22 декабря, после страшной пытки мнимой казни, когда он ежеминутно ждал конца, он писал брату:

«Я не ныл и не пал духом. Жизнь, везде жизнь, жизнь в нас самих, а не во внешнем… Подле меня будут люди, и быть человеком между людьми и остаться им навсегда… вот в чем жизнь, вот в чем задача ее. Я сознаю это. Эта идея вошла в плоть и кровь мою. Да, правда, та голова, которая создавала, жила высшей жизнью искусства, которая сознавала и свыклась с высшими потребностями духа, та голова уже срезана с плеч моих… Неужели никогда я не возьму пера в руки? Я думаю, через четыре года будет возможность. Боже мой! сколько образов, выжитых, созданных мною, вновь погибнет, угаснет в моей голове или отравой по крови разольется. Да, если нельзя будет писать, я погибну. Лучше пятнадцать лет заключения и перо в руках… Прощай! Теперь отрываюсь от всего, что было мило. Больно покидать это! Больно переломить себя на двое, перервать сердце пополам».

Через два дня, в сочельник, после прощания с братом, Достоевского заковали в десятифунтовые кандалы и посадили в сани, которые должны были через Ярославль и Нижний Новгород везти государственного преступника за три тысячи верст, в Сибирь на каторгу.

Глава седьмая

Когда в 1854 г. Достоевский оказался в Семипалатинске, он был зрелым, 33-летним мужчиной. На каторге он приобрел значительную власть над своими настроениями или по крайней мере их внешними проявлениями. Прежние черты замкнутости и скрытности усилились, а то, что он называл «отсутствием формы» или манер, приобрело характер резкости и даже диковатости. В нем произошел также и внутренний переворот: он отказался от прежних либеральных идей, которые послужили причиной катастрофы, принял наказание как должное и, придя в соприкосновение с подлинными представителями крестьянской Руси{12}, отрешился от множества прекраснодушных иллюзий о народе. Сильнее, чем когда-либо прежде, ощутил он необходимость веры в Бога, и Христос, страдавший на кресте и искупивший грехи людей своей собственной смертью, сделался для него самым близким и понятным образом человека и символом религии всепрощения и милосердия.

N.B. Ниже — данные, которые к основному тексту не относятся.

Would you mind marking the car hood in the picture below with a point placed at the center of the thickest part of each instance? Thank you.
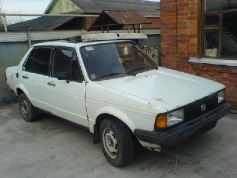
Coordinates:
(166, 88)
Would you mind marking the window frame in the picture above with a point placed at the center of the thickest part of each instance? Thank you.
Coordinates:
(201, 32)
(33, 52)
(74, 53)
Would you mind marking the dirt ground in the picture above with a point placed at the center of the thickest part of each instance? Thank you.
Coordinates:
(52, 147)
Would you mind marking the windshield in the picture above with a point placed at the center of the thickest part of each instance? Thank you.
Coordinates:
(103, 61)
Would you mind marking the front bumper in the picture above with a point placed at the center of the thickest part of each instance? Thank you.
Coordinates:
(184, 130)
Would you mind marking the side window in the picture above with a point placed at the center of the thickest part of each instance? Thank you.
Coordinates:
(76, 74)
(41, 61)
(65, 65)
(29, 63)
(62, 63)
(38, 61)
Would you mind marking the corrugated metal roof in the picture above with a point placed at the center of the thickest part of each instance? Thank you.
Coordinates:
(96, 6)
(116, 20)
(40, 23)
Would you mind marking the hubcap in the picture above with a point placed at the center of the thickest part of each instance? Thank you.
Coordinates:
(110, 143)
(24, 108)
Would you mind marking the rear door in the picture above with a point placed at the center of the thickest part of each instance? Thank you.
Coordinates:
(66, 86)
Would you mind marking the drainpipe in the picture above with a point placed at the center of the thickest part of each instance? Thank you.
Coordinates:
(29, 38)
(5, 23)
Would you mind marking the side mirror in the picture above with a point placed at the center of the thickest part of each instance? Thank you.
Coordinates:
(63, 76)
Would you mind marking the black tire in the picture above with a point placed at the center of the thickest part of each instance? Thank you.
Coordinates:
(117, 142)
(28, 112)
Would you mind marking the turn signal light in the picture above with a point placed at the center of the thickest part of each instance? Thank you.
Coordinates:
(161, 122)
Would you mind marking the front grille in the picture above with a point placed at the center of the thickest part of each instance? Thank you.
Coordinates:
(193, 110)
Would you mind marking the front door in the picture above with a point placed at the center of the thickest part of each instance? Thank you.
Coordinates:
(67, 87)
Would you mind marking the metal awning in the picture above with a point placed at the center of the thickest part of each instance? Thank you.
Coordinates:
(116, 20)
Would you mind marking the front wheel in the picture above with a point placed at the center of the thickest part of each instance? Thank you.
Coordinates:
(117, 142)
(28, 112)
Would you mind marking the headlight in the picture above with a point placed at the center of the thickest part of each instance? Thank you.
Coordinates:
(170, 119)
(221, 96)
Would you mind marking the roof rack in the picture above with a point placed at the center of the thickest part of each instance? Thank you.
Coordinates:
(106, 37)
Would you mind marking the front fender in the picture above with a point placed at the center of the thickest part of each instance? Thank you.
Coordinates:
(24, 90)
(122, 116)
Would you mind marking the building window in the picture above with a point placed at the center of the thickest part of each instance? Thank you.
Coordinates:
(220, 29)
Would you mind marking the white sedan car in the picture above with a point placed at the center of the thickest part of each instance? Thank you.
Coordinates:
(115, 90)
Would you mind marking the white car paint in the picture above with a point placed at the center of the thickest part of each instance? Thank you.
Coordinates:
(136, 100)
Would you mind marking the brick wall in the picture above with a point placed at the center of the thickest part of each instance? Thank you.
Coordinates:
(179, 33)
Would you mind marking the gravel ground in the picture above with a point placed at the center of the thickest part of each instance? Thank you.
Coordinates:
(52, 147)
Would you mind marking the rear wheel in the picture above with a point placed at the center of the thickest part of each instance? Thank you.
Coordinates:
(117, 142)
(28, 112)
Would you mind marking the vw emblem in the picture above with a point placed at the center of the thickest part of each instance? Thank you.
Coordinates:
(203, 107)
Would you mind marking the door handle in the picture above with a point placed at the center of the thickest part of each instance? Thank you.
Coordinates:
(25, 77)
(51, 84)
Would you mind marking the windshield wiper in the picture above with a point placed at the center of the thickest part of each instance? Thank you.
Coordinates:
(140, 68)
(111, 74)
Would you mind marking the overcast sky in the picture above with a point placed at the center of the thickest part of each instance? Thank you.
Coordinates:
(27, 6)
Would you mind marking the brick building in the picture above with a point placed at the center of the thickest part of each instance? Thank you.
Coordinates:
(200, 37)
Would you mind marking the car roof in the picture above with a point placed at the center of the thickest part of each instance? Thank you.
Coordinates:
(76, 44)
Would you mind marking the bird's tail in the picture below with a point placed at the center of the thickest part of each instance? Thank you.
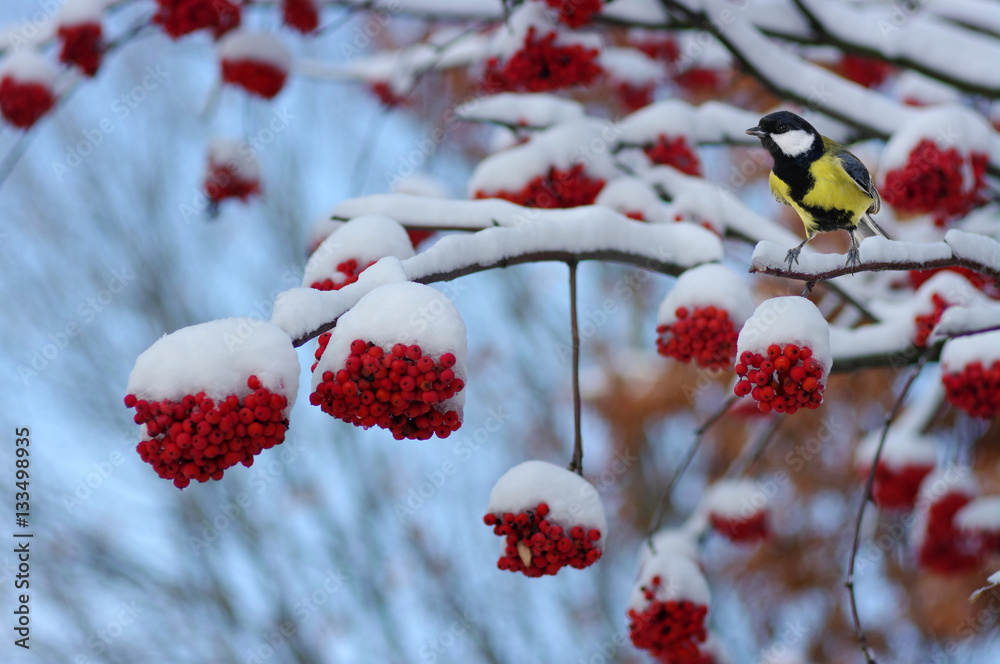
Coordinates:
(868, 228)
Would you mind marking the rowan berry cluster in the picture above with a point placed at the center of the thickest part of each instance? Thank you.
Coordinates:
(181, 17)
(224, 181)
(400, 390)
(674, 152)
(787, 379)
(741, 529)
(944, 550)
(301, 15)
(704, 334)
(24, 102)
(81, 46)
(671, 630)
(932, 182)
(556, 189)
(255, 76)
(198, 438)
(576, 13)
(975, 389)
(542, 66)
(349, 269)
(896, 488)
(538, 547)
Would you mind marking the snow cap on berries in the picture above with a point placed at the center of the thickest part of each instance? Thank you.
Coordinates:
(736, 509)
(934, 535)
(363, 240)
(907, 458)
(709, 284)
(257, 61)
(787, 320)
(572, 500)
(970, 368)
(27, 83)
(549, 154)
(401, 313)
(217, 358)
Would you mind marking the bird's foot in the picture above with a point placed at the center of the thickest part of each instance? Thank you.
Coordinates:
(853, 259)
(792, 256)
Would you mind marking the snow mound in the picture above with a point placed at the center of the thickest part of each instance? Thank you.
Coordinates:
(217, 358)
(572, 500)
(710, 284)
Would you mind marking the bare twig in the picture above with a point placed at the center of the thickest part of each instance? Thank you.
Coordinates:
(661, 507)
(576, 465)
(862, 639)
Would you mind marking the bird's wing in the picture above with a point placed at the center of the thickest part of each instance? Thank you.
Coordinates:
(859, 174)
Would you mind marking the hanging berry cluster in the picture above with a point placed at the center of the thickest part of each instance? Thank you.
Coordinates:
(975, 389)
(302, 15)
(399, 391)
(576, 13)
(198, 438)
(537, 547)
(670, 629)
(787, 379)
(81, 46)
(181, 17)
(674, 152)
(705, 335)
(556, 189)
(349, 269)
(542, 66)
(931, 182)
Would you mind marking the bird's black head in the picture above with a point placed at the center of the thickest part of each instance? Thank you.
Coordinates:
(785, 134)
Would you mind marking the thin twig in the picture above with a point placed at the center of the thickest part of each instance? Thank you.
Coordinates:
(576, 465)
(744, 461)
(862, 639)
(661, 507)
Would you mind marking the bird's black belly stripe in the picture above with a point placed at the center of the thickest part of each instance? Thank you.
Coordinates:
(829, 219)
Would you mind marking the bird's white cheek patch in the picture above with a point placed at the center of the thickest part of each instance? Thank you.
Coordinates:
(793, 143)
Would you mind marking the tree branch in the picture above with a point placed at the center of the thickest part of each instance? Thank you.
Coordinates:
(862, 639)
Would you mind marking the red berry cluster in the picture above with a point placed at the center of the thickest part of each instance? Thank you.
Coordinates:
(975, 389)
(986, 285)
(944, 550)
(256, 77)
(197, 438)
(301, 15)
(81, 46)
(670, 630)
(181, 17)
(538, 547)
(349, 269)
(225, 182)
(705, 335)
(927, 322)
(557, 189)
(541, 66)
(22, 104)
(674, 152)
(787, 379)
(897, 488)
(398, 391)
(575, 13)
(869, 72)
(750, 529)
(634, 97)
(931, 182)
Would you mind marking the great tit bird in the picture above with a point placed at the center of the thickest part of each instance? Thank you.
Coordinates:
(827, 185)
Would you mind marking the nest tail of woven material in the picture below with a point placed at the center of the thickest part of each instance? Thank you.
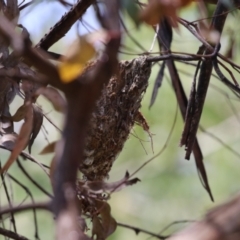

«Верить, что нет ничего прекраснее, глубже, симпатичнее, разумнее, мужественнее и совершеннее Христа – нет и не может быть. Мало того, если б кто мне доказал, что Христос вне истины и действительно было бы, что истина вне Христа, то мне лучше хотелось бы остаться с Христом, нежели с истиной», писал он Н.Д. фон Визиной по выходе с каторги. Но почти одновременно он писал брату: «Я дитя века, дитя неверия и сомнения, до сих пор и даже (я знаю это) до гробовой крышки. Каких страшных мучений стоила и стоит мне теперь эта жажда верить» (Февраль, 1854).

Прежняя его мечтательность осталась, но и она сильно изменилась. Теперь, еще больше, чем в молодости, знал он разницу между Афродитой земной и Афродитой небесной. Он немало видел и пережил на ссыльных этапах и в Омской каторжной тюрьме, где его товарищи по несчастью занимались мужеложством или любовью с такими бабами-калачницами, на которых и взглянуть было страшно.

От женского общества он успел настолько отвыкнуть, что мечтал о нем, как о высшем блаженстве. В Семипалатинск он при– ехал с тайными стремлениями, в которых сам себе боялся признаться. Он походил на больного, который начинает выздоравливать после смертельной болезни и с удвоенной силой чувствует всю прелесть и соблазны бытия. Он сам писал: «надежды было у меня много. Я хотел жить». И он хотел любить.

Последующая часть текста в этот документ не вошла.